Visualizing chemical bonding in biological macromolecules by microcrystal electron diffraction

通过微晶电子衍射可视化生物大分子中的化学键

• 批准号: 10020791
• 负责人: Brent Nannenga
• 金额: $ 19.63万
• 依托单位: ARIZONA STATE UNIVERSITY-TEMPE CAMPUS
• 依托单位国家: 美国
• 财政年份: 2019
• 资助国家: 美国
• 起止时间: 2019-09-20 至 2022-07-31
• 项目状态: 已结题
• 来源: https://reporter.nih.gov/project-details/10020791
• 关键词: 3-Dimensional; Accounting; Algorithms; Back; Biological; Charge; Chemical Structure; Collection; Crystallization; Data; Data Collection; Data Set; Development; Disease; Electrons; Endopeptidase K; Enzymatic Biochemistry; Future; HGF gene; Heme Group; Image; Ions; Iron; Lead; Ligands; Maps; Metals; Methodology; Methods; Modeling; Molecular Structure; Pattern; Peptides; Procedures; Proteins; Protocols documentation; R-factor; Resolution; Roentgen Rays; Sampling; Structure; System; Techniques; Thinness; Visualization; Work; biological systems; catalase; chemical bond; computerized data processing; covalent bond; density; electron diffraction; improved; ionic bond; macromolecule; molecular dynamics; neglect; novel strategies; phthalocyanine; small molecule; structural biology; success; three dimensional structure; tool; transmission process

SUMMARY Methods and techniques capable of directly visualizing chemical bonding and charge in biomolecules would add an exciting tool to the field of structural biology. Unlike X-rays, electron diffraction is very sensitive to the bond- charge distribution, especially at lower resolution and small scattering angles, so that electron diffraction has been used on inorganic samples to study and image the charge distribution in chemical bonds, directly mapping out both covalent and ionic bonds. This sensitivity is readily apparent from the large difference between tabulated electron scattering factors for atoms and those for ions. The overall aim of this project is to develop and extend charge-cloud modeling methods to biomolecular structures and couple these procedures with microcrystal electron diffraction (MicroED) data collection and processing for the direct determination of chemical bonding in high-resolution biomolecular structures. The charge-cloud method was initially developed to determine the bonding in an organic small molecule phthalocyanine and used transmission electron diffraction patterns from thin crystals. It was shown that by properly treating electron diffraction data with this method, charge density in the bonds between atoms could be seen in a 2D projection of the organic molecular structure. To extend this method to 3D structures of biological molecules, high-quality 3D electron diffraction data will be required. Therefore, we will make use of the MicroED method for electron diffraction data collection on several model microcrystalline samples. Since its development, MicroED has been shown to produce high-quality electron diffraction data that yields high-resolution 3D structures of biological molecules. The combined method of MicroED data collection and processing along with charge-cloud refinement of low order Bragg reflections will yield a straightforward, efficient, widely accessible technique for the direct visualization of bonding in biological samples.

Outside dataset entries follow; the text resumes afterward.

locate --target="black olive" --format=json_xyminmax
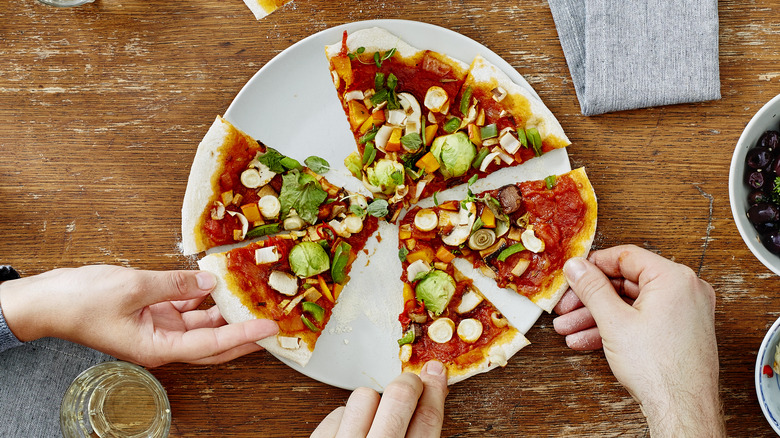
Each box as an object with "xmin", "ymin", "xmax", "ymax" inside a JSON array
[
  {"xmin": 764, "ymin": 232, "xmax": 780, "ymax": 254},
  {"xmin": 748, "ymin": 202, "xmax": 780, "ymax": 225},
  {"xmin": 747, "ymin": 170, "xmax": 766, "ymax": 189},
  {"xmin": 747, "ymin": 147, "xmax": 773, "ymax": 169},
  {"xmin": 760, "ymin": 131, "xmax": 780, "ymax": 150},
  {"xmin": 749, "ymin": 189, "xmax": 771, "ymax": 205}
]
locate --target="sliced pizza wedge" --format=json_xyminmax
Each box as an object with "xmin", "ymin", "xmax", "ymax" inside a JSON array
[
  {"xmin": 325, "ymin": 28, "xmax": 471, "ymax": 219},
  {"xmin": 241, "ymin": 0, "xmax": 292, "ymax": 20},
  {"xmin": 398, "ymin": 167, "xmax": 597, "ymax": 312},
  {"xmin": 181, "ymin": 116, "xmax": 385, "ymax": 255},
  {"xmin": 396, "ymin": 256, "xmax": 529, "ymax": 385},
  {"xmin": 199, "ymin": 212, "xmax": 380, "ymax": 367}
]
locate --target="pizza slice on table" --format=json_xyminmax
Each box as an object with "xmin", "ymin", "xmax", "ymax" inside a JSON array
[
  {"xmin": 198, "ymin": 208, "xmax": 381, "ymax": 367},
  {"xmin": 396, "ymin": 249, "xmax": 529, "ymax": 384},
  {"xmin": 241, "ymin": 0, "xmax": 292, "ymax": 20},
  {"xmin": 181, "ymin": 116, "xmax": 386, "ymax": 255},
  {"xmin": 398, "ymin": 167, "xmax": 597, "ymax": 313}
]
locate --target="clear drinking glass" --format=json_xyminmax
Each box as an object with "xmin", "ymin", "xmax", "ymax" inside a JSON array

概括 能够直接在生物分子中直接可视化化学键和电荷的方法和技术会增加 结构生物学领域的令人兴奋的工具。与X射线不同，电子衍射对键非常敏感 电荷分布，尤其是在较低分辨率和较小的散射角度，因此电子衍射具有 用于研究和成像化学键中的电荷分布，直接映射 共价键和离子键。从列表的巨大差异来看，这种敏感性很明显 原子和离子的电子散射因子。该项目的总体目的是开发和扩展 对生物分子结构的电荷云建模方法，并将这些程序与微晶搭配 电子衍射（微型）数据收集和处理，用于直接确定化学键合中的化学键 高分辨率生物分子结构。最初开发了电荷云方法来确定 在有机小分子邻苯丙氨酸中键合，并从中使用的透射电子衍射图案 薄晶体。结果表明，通过使用这种方法正确处理电子衍射数据， 原子之间的键可以在有机分子结构的2D投影中看到。扩展这一点 生物分子的3D结构的方法，将需要高质量的3D电子衍射数据。 因此，我们将利用几种模型上电子衍射数据收集的微型方法 微晶样品。自从其开发以来，已显示微型产生高质量的电子 产生生物分子的高分辨率3D结构的衍射数据。合并的方法 微型数据收集和处理以及低阶bragg反射的充电云的完善将 产生一种直接，高效，可访问的技术，以直接可视化生物学 样品。